11. The manufacturing method for a rotating device according to claim 1, wherein the charging and cleaning step comprises removing bubbles suspended in the first liquid in a state in which the workpiece is dipped in the first liquid.

12. The manufacturing method for a rotating device according to claim 1, wherein the charging and cleaning step comprises dipping a container, which is accommodating the workpiece and the first liquid, in the second liquid.

13. A manufacturing method for a rotating device comprising a hub on which a recording disk is to be mounted and a base that rotatably supports the hub, wherein the manufacturing method comprises:

a charging and cleaning step comprising:

dipping a workpiece configured as at least one from among the hub and the base in the first liquid stored in a container, and dipping and cleaning the workpiece in a second liquid together with the container in a state in which the workpiece is dipped in the first liquid; and

14. The manufacturing method for a rotating device according to claim 13, wherein the first liquid has a lower surface tension than that of pure water.

15. The manufacturing method for a rotating device according to claim 13, wherein the first liquid is configured as an aqueous solution containing a fluorochemical surfactant.

16. The manufacturing method for a rotating device according to claim 13, wherein the charging and cleaning step comprises processing performed in a reduced-pressure atmosphere having a lower pressure than that of atmospheric pressure.

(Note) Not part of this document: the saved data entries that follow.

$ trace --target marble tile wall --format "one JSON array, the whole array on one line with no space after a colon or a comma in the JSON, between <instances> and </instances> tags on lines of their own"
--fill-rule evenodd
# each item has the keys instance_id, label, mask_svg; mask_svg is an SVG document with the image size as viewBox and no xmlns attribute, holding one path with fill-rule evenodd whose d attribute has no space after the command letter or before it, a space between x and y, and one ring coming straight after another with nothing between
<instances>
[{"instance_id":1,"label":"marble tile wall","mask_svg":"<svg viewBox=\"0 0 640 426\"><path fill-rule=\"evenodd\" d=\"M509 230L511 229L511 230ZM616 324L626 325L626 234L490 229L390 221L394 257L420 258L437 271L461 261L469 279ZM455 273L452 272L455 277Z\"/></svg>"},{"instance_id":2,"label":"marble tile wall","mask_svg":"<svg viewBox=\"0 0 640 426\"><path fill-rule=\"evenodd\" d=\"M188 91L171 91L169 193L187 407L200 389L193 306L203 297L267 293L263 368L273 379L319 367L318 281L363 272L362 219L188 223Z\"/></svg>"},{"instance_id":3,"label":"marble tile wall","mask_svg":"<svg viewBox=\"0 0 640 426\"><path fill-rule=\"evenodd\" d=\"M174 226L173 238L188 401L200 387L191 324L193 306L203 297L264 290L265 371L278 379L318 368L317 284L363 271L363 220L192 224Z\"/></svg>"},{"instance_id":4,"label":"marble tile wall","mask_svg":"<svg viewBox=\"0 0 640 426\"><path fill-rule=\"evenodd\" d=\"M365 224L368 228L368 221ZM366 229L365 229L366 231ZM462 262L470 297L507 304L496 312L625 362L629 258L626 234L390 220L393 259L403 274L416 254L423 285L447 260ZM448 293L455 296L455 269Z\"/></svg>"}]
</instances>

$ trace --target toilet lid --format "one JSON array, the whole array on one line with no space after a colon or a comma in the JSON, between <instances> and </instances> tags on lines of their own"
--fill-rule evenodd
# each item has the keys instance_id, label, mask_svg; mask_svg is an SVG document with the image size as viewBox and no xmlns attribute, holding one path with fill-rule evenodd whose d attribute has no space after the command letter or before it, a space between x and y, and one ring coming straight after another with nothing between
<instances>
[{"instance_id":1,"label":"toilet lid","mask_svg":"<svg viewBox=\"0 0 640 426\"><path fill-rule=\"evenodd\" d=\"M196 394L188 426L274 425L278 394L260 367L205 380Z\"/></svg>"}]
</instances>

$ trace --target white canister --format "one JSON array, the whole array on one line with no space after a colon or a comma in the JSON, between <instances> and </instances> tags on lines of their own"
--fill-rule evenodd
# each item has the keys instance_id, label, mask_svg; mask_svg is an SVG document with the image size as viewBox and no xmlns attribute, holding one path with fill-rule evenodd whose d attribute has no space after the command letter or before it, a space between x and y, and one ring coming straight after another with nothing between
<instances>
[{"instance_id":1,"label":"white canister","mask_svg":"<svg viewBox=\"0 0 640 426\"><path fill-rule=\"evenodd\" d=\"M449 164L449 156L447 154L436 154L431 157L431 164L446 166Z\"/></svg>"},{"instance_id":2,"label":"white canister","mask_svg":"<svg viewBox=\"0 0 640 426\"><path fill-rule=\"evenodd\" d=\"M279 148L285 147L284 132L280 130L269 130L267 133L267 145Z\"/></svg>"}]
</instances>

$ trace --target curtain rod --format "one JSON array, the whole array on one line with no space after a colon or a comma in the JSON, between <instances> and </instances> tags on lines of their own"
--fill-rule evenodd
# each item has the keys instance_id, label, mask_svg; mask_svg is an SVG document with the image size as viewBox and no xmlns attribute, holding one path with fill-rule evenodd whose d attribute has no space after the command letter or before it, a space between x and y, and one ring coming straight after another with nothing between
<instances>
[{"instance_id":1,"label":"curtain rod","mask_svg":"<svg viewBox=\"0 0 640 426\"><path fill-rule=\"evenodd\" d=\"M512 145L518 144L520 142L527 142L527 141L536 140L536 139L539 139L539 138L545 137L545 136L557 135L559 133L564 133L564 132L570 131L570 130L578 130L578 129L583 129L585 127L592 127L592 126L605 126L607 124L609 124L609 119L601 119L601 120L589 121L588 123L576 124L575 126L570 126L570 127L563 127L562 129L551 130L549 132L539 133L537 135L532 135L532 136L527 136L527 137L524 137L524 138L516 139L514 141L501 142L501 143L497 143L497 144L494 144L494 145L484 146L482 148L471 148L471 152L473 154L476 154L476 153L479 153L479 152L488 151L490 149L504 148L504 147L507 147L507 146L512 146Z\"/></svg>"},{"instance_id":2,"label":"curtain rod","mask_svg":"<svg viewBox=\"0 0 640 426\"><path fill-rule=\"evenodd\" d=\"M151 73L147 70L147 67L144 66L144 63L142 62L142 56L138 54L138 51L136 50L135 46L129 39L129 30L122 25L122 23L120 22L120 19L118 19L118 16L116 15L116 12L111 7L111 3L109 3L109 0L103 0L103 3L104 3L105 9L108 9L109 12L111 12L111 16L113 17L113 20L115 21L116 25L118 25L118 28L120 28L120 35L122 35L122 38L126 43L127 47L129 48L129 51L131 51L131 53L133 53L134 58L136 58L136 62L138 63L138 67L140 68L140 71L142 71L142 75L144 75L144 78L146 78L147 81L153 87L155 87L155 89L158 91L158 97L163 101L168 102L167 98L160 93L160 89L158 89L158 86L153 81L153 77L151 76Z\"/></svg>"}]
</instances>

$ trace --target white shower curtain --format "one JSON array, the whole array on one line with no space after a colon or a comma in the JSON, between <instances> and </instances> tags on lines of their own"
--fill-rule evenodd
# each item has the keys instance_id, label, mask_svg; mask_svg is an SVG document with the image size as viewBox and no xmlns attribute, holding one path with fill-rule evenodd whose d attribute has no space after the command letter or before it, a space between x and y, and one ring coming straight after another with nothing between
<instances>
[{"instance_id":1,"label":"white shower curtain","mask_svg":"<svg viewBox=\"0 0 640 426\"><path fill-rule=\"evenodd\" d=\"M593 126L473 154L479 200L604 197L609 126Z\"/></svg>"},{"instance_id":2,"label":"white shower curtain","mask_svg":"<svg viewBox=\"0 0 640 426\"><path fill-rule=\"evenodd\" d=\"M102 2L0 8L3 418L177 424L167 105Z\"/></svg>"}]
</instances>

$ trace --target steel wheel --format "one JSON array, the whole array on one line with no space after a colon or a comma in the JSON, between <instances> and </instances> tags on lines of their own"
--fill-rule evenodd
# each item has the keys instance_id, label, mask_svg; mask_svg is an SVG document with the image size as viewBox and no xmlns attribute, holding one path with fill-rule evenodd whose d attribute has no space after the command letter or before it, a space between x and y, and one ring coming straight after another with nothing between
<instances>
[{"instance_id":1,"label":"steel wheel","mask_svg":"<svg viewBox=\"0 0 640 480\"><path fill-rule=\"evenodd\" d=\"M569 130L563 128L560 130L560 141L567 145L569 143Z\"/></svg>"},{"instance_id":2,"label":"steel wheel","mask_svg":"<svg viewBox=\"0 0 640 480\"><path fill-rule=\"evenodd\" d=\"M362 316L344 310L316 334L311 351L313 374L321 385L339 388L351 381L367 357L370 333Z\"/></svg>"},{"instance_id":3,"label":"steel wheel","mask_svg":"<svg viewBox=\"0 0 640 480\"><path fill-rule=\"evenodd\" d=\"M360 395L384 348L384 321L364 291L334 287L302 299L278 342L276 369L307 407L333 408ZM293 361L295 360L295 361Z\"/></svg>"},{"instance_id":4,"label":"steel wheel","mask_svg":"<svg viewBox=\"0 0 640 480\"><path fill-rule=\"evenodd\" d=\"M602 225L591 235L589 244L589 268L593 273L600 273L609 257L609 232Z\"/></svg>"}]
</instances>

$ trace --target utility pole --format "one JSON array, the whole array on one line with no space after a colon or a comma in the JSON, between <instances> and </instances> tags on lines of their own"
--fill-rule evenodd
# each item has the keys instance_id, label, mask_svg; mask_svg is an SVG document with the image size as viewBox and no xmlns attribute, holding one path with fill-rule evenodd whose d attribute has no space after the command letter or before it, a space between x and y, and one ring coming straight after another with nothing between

17. The manufacturing method for a rotating device according to claim 13, wherein the charging and cleaning step comprises changing an orientation of the workpiece in a state in which the workpiece is dipped in the first liquid.

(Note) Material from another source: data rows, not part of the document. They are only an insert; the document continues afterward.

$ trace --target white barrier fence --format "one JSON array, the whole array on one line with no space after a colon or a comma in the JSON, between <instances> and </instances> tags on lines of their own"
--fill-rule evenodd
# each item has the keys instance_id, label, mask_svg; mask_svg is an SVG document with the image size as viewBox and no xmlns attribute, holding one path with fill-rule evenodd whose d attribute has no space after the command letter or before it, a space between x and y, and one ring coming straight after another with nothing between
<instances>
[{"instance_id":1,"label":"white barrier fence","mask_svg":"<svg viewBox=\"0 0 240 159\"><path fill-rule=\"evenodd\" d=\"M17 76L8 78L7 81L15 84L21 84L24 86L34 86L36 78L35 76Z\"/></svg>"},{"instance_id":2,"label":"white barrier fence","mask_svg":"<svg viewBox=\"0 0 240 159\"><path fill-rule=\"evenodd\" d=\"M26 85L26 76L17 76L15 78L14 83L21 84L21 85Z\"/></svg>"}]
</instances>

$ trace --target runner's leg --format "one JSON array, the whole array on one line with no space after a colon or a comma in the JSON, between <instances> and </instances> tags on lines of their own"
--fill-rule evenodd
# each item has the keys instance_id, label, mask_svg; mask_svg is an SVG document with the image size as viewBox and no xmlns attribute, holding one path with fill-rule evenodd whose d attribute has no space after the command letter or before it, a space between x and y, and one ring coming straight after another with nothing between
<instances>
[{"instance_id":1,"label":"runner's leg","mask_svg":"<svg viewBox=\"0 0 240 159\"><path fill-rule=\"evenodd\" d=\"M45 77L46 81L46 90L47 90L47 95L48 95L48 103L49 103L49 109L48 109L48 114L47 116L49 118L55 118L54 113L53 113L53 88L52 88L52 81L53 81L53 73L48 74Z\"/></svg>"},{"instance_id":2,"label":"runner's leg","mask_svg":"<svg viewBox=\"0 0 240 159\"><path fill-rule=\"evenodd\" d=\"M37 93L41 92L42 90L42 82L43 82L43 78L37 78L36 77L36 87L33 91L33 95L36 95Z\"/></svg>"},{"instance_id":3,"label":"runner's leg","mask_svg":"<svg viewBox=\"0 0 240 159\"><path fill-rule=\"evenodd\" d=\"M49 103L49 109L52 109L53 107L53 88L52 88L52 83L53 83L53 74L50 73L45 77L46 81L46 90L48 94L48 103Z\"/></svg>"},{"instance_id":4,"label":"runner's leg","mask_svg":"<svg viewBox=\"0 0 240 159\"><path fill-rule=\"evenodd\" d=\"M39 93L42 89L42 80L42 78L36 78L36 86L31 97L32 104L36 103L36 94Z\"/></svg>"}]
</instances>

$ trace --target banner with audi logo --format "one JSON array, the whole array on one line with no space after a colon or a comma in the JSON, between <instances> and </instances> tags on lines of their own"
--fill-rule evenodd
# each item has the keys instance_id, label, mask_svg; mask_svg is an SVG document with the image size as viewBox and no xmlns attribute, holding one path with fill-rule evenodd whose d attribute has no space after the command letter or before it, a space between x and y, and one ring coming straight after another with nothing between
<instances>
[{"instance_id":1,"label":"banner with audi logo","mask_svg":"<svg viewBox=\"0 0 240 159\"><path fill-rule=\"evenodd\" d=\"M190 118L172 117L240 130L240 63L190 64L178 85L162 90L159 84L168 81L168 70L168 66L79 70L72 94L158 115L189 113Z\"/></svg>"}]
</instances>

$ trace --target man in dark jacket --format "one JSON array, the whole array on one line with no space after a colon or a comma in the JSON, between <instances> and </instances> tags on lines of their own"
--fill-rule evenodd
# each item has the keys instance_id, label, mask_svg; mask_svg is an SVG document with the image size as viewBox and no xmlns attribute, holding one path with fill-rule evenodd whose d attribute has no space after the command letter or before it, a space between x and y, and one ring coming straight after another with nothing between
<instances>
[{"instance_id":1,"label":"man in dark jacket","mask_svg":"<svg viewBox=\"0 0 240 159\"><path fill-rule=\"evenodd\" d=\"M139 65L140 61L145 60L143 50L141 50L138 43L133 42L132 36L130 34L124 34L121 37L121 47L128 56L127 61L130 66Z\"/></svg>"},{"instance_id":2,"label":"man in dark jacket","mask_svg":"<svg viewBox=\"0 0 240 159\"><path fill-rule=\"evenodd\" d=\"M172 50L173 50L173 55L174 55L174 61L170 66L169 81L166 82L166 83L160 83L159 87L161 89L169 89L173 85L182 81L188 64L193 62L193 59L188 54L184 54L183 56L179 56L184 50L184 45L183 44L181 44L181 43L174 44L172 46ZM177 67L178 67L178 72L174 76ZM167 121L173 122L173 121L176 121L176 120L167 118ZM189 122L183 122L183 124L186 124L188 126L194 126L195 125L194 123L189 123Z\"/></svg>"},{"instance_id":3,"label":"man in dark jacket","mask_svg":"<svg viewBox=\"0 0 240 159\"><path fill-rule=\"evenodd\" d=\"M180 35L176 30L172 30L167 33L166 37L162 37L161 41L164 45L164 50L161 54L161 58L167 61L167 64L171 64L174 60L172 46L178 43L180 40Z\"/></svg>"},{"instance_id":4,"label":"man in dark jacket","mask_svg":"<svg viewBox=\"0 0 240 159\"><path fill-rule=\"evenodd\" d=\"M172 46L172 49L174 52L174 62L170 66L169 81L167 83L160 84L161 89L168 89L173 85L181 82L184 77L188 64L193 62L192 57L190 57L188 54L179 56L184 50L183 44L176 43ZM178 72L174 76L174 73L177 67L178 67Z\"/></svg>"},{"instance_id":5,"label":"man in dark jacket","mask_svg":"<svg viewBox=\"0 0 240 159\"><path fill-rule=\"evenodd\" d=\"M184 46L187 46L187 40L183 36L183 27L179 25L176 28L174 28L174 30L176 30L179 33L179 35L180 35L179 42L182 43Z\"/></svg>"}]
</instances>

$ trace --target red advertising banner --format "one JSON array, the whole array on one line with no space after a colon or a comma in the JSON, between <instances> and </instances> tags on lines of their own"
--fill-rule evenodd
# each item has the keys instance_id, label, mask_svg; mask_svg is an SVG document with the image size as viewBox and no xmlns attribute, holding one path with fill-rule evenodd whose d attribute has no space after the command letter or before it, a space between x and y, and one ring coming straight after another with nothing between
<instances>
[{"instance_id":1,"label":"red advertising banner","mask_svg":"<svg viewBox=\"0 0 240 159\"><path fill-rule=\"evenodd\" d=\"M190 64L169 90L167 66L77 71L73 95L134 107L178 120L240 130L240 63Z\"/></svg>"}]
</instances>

18. A manufacturing method for a rotating device comprising a hub on which a recording disk is to be mounted and a base that rotatably supports the hub, wherein the manufacturing method comprises:

a charging and cleaning step comprising:

charging a first liquid configured as an aqueous solution containing a fluorochemical surfactant into a hole formed in a workpiece configured as at least one from among the hub and the base in a reduced-pressure atmosphere having a lower pressure than that of atmospheric pressure, and dipping and cleaning the workpiece in a second liquid that differs from the first liquid in a state in which the first liquid has charged into the hole; and

19. The manufacturing method for a rotating device according to claim 18, wherein the charging and cleaning step comprises changing an orientation of the workpiece in a state in which the workpiece is dipped in the first liquid.

20. The manufacturing method for a rotating device according to claim 18, wherein the charging and cleaning step comprises dipping a container, which is accommodating the workpiece and the first liquid, in the second liquid.